State Rep. Nicole Collier, D-Fort Worth, author of a bills that would ban e-cigarette sales to minors, said her 14-year-old daughter could walk down the street from her school, enter a shop and legally purchase an electronic cigarette. 

“As a parent, I’m not comfortable with this situation,” Collier said. Right now, she said, it’s left to individual business owners to choose not to sell vapor products to minors. 

 

Bills filed by Collier and fellow Reps. Jason Isaac, R-Dripping Springs; Ryan Guillen, D-Rio Grande City; Oscar Longoria, D-Mission; and Chris Paddie, R-Marshall, would all restrict the sale of e-cigarettes to people younger than 18 years old. The bills differ mainly by referring to the products they seek to ban as either “vapor products,” “nicotine products” or “e-cigarettes.” The committee did not vote on any of the bills Tuesday.

Electronic cigarettes have grown steadily in popularity since they were introduced in 2005 and now represent a $3 billion industry worldwide, according to the World Health Organization. They are often marketed as a method for smokers to quit tobacco cigarettes.

But there’s concern that e-cigarettes can also act as a gateway to more harmful tobacco products.

Last week on the Senate floor, state Sen. Juan “Chuy” Hinojosa, D-McAllen, called e-cigarettes “training devices” that young people use before moving on to products like tobacco cigarettes. The Senate passed Hinojosa’s Senate Bill 97 to make it illegal to sell e-cigarettes to minors. 

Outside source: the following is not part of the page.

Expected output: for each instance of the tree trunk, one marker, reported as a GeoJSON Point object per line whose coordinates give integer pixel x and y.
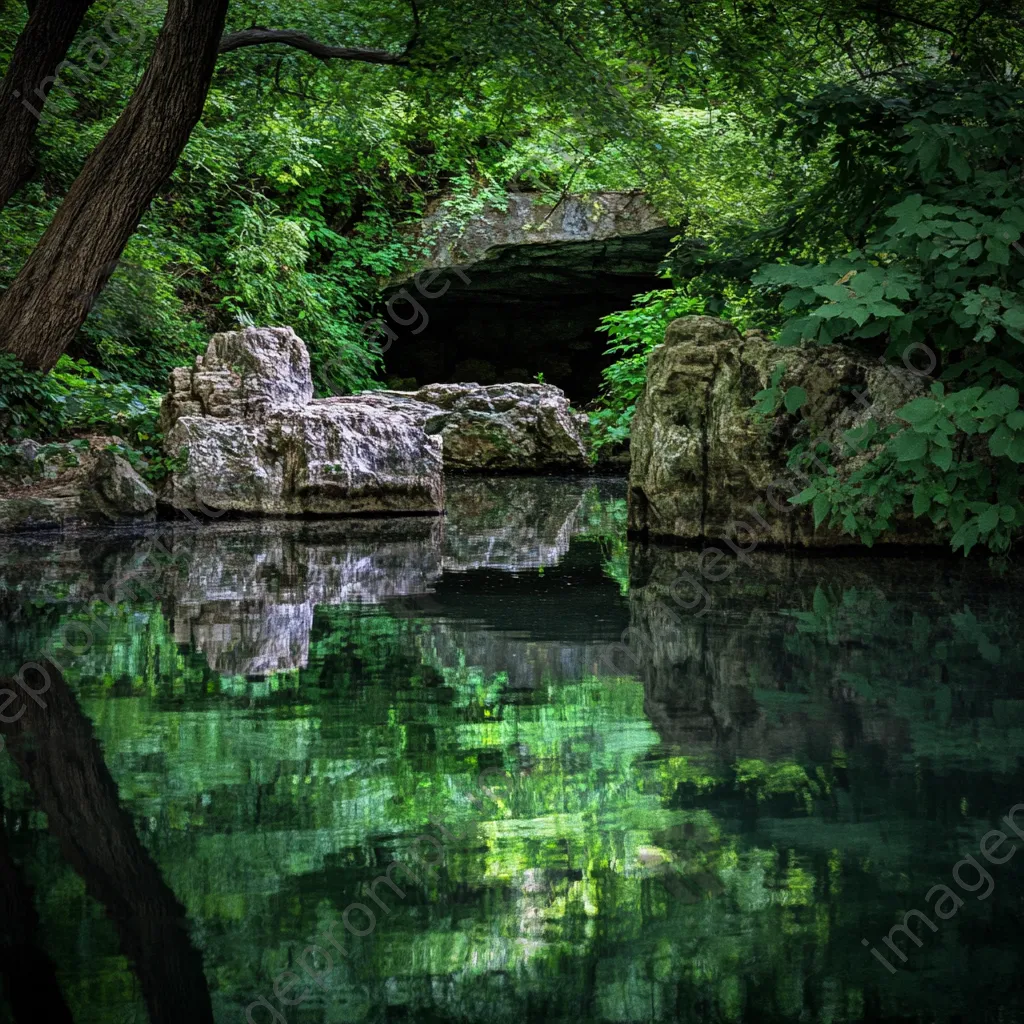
{"type": "Point", "coordinates": [41, 47]}
{"type": "Point", "coordinates": [30, 975]}
{"type": "Point", "coordinates": [48, 301]}
{"type": "Point", "coordinates": [54, 748]}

The World Health Organization has also warned that with fruit and candy-like flavors, e-cigarettes can seem even more attractive to youths.

On Tuesday, several high school students from Central Texas testified in favor of restricting e-cigarette sales.

“Texas has the opportunity with this bill to create environments that are safer, cleaner and healthier for children now and in the future,” said James Collins, a Hays High School senior and vice chairman of the Kyle Area Youth Advisory Council. The group started advocating against electronic cigarette use by minors after several students noticed classmates "vaping" on campus.

“The e-cigarette is the device, and the vapor is the component that can actually cause harm to health,” Collins said. “In addition to nicotine being in the vapor, minors can also use the device as a way to deliver hash oil and even methamphetamine. The exploitation of the device, specifically vaporization, goes a lot deeper.”

Andy Garza, a junior at Lehman High School in Kyle, told the story of a friend who felt addicted to e-cigarettes.

“She didn’t know that it was addictive, because many people are misinformed,” Garza said. “They think it’s healthy. They think there’s nothing wrong with it. They think it’s fun.”